Nonbanks Getting a Foot in Europe's Payment Door

New policies set to take effect this year are expected to increase competition in the European payments market.

As part of the European Union's efforts to create a single, continentwide financial system, the European Commission has adopted the Payment Services Directive, which is designed to open the bank-controlled payment business to nonbanks.

All 27 E.U. members, along with Norway, Iceland and Liechtenstein, face a Nov. 1 deadline to implement the directive, which defines a new class of nonbank providers of payment services, called "payment institutions," such as mobile operators, retailers, e-commerce companies and funds transfer providers.

Many such companies already offer payment services but must partner with a banking company; under the new policy, these companies could be freed from the need to share revenue from these operations with banking partners and could expand more easily into other types of payments.

Erik van Winkel, a manger in the London office of Edgar, Dunn & Co., said that pan-European merchants could acquire their own transactions, instead of relying on bankers, and that major processors such as First Data Corp. or Total System Services Inc. could become acquirers that accept payments for European merchants.

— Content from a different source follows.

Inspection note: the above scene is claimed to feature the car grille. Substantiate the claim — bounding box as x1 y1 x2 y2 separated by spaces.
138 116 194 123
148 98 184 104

"A merchant, for example, could start issuing Visa or MasterCard credit or charge cards and extend credit themselves not needing a banking permit," van Winkel said. Under the Payment Services Directive, "First Data could be knocking on the door of Visa and MasterCard and say, 'I want to be a member.' "

And Malte Kruger, a consultant with PaySys Consultancy GmbH of Germany, said that because of the directive's equal-access clause, Visa Europe and MasterCard Inc. would have to let the company or into their networks, as long as it meets their licensing requirements.

Marc Temmerman, a Visa Europe executive vice president, said it does not plan to discourage nonbanks from seeking licenses.

"We certainly don't see that as a problem," he said. "If you accept there will be new players, that means more competition. We don't think more competition will be necessarily bad."

Visa Europe, which is owned by more than 4,500 European banks and was spun off by Visa Inc. before the San Francisco company's initial public offering last yea, views the directive as an "opportunity" to bring more payment service providers into the fold, as long as they can play by Visa's rules, he said.

"A payment service provider will be a payment service provider, whether it is a bank, payment institution or e-money provider," Temmerman said. "At the end of the day, we are a global settlement system. We have to maintain settlement [risk management]. People need to get paid."

That means Visa would ask institutions to provide collateral, based on its assessment of their financial condition, to meet the directive's capital requirements.

Those requirements are expected to range from as little as $27,000 to no more than $162,000 of initial capital, plus a minimum of operating capital. But unlike banks, the payment institutions will not be allowed to take deposits or extend long-term credit.

Observers say it is too early to say how many companies will seek payment institution status.

Western Union Co., for example, plans to offer bill payment, disbursement of salaries and pensions and possibly online and mobile phone payment services, according to Eva King, the director of strategic initiatives and sales support for the company's funds transfer organization.

King, who was one of the directive's main authors for the European Commission before joining Western Union, said her company could extend its funds transfer services to small and midsize companies, expanding from its base of migrant workers, the unbanked and other individuals.

But van Winkel said national governments will have some latitude in how they interpret the directive. For example, E.U. member states can decide to allow merchants to surcharge card payments. Most are expected to do so, including the United Kingdom, which has already implemented the directive, he said, while France and Denmark will likely prohibit surcharging.

In addition, some countries might set capital requirements for payment institutions lower than others.

Observers expect several countries to miss the Nov. 1 deadline for passing the directive into law. This could further delay decisions by prospective participants to offer services.

"In most countries, they've not published the procedures. They've not published the fees," said John Chaplin, the former head of Visa's European processing business and now First Data's European payment adviser. At the moment, it's too soon for a company to say, "'I'm going to become a payment institution,' because you don't know yet what that will entail."

Nigel Beatty, a senior consultant at the British consulting firm Aconite Technology Ltd., predicts that even when all countries adopt the directive, First Data likely will not launch a payment service of its own.

First Data relies on banks for business in Europe, and "if they want to get into the ring and play themselves, it would mean they are effectively in competition with their own customers," he said.

In any case, First Data is not waiting for the directive to become law before expanding into Europe's prospective pan-European acquiring market. In January its First Data International unit announced a partnership with the German regional bank West LP to launch First Merchant Solutions.

First Data expects the venture to give multinational merchants a single point of contact and a single contract for all their business in Europe, according to Carlos Gomez-Saez, the new venture's managing director. The goal is for First Merchant Solutions to eventually offer acquiring services to pan-European retail chains, handling all of their European transactions from a single country.